21. Juli 2008

 
1. BVVG und Preisfindung: Die nach wie vor in der öffentlichen Kritik stehenden Preisfindungsmethoden der BVVG beim Verkauf landwirtschaftlicher Flächen haben nun zu einer Serie von Klagen auf nachträgliche Preisanpassung geführt. Die klagenden Erwerber argumentieren dabei regelmäßig zweigleisig: Zum einen wird der BVVG unterstellt, sie verzögere das Verkaufsverfahren bewusst, um zwischenzeitliche Preissteigerungen mitnehmen zu können. Zum anderen bediene sich die BVVG eigenmächtig und regelwidrig einer Preisfindungsmethodik, die dem gesetzlich vorgesehenen Verfahren widerspreche. Ob und ggf. wie weit diese Argumente im Einzelfall nachweisbar sind und tragen, bleibt abzuwarten.

2. BVVG und Ortsansässigkeit: Nach einer Reihe von negativen gerichtlichen Entscheidungen für die Eigentümer von BVVG-Flächen liegt nun ein erfreuliches (und rechtskräftiges) Urteil des Landgerichts Chemnitz vor, das den zuweilen aggressiven Rückabwicklungsvorstellungen der BVVG einen Dämpfer erteilt und die Ortsansässigkeitsbestimmungen in einem wohltuend praxisnahen Licht interpretiert.

3. Neue Schutzgebiete: Wasserschutzgebiet Bad Freienwalde – Gemarkung Bad Freienwalde/Oder (VO vom 17.06.2008; GVBl. II v. 14.07.2008, S. 222ff).

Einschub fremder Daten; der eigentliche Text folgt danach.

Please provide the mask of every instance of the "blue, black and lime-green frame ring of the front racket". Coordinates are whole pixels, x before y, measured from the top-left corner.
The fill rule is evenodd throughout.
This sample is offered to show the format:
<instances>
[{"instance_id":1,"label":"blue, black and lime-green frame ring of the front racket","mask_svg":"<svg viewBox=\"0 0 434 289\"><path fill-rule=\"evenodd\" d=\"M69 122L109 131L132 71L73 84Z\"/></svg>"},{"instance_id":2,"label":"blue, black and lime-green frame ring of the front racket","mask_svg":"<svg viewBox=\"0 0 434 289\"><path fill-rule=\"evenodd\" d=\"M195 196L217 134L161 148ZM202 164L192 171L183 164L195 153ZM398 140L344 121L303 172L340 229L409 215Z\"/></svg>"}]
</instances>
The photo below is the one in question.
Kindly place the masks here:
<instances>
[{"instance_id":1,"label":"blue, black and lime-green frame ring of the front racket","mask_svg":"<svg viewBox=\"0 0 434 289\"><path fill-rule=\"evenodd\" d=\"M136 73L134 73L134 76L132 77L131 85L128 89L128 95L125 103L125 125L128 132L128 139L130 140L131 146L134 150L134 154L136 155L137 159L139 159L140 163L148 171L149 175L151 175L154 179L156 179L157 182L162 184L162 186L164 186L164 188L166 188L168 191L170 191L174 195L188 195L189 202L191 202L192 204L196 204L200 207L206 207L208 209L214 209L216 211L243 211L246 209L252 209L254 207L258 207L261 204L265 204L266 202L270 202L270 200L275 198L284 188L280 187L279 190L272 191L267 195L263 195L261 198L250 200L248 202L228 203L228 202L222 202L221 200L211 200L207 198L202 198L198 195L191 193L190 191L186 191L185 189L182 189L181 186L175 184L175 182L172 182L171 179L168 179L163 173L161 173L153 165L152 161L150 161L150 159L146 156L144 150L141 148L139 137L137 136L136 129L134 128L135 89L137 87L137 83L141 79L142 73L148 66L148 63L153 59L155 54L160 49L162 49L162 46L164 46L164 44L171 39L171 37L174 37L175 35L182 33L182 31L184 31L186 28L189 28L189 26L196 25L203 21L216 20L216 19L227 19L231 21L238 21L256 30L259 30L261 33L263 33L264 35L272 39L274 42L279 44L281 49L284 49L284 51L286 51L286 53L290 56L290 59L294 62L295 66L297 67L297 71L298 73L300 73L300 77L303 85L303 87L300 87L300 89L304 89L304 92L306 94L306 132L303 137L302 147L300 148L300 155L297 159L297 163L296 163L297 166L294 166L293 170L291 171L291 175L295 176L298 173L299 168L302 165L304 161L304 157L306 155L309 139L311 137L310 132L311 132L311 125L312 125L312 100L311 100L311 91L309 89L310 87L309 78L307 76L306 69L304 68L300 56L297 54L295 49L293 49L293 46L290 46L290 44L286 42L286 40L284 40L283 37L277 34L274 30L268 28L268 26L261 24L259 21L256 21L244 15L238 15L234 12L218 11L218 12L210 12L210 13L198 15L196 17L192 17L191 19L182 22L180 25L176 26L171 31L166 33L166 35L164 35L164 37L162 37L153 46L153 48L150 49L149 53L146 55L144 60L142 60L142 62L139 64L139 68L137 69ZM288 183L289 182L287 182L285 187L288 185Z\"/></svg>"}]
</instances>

4. Berufsgenossenschaft: Die Landwirtschaftliche Berufsgenossenschaft Mittel- und Ostdeutschland verschickt zur Zeit Briefe, in denen darauf hingewiesen wird, dass ab 01.01.2009 Beiträge und auch Vorschüsse im Wege des Lastschriftverfahrens eingezogen werden „sollen“. Der Gesetzgeber schreibe den Einzug im Lastschriftverfahren vor. Dies erweckt den Anschein (und soll diesen ganz offensichtlich erwecken), als wenn es sich bei der Teilnahme am Lastschriftverfahren für den Beitragszahler um eine gesetzliche Pflicht handle. Dies ist nicht der Fall – dürfte aber künftig im Einzelfall rein praktisch oftmals Sinn machen, weil die Jahresbeitragserhebung ab 2009 regelmäßig im Wege des Vorschusses über diverse Einzelraten erfolgen wird und daher lästig werden kann.

5. Wald und Wild: Das MLUV hat uns das in der Anlage beigefügte Informationsmaterial „Wildschäden im Wald“ mit der Bitte um Verteilung übermittelt.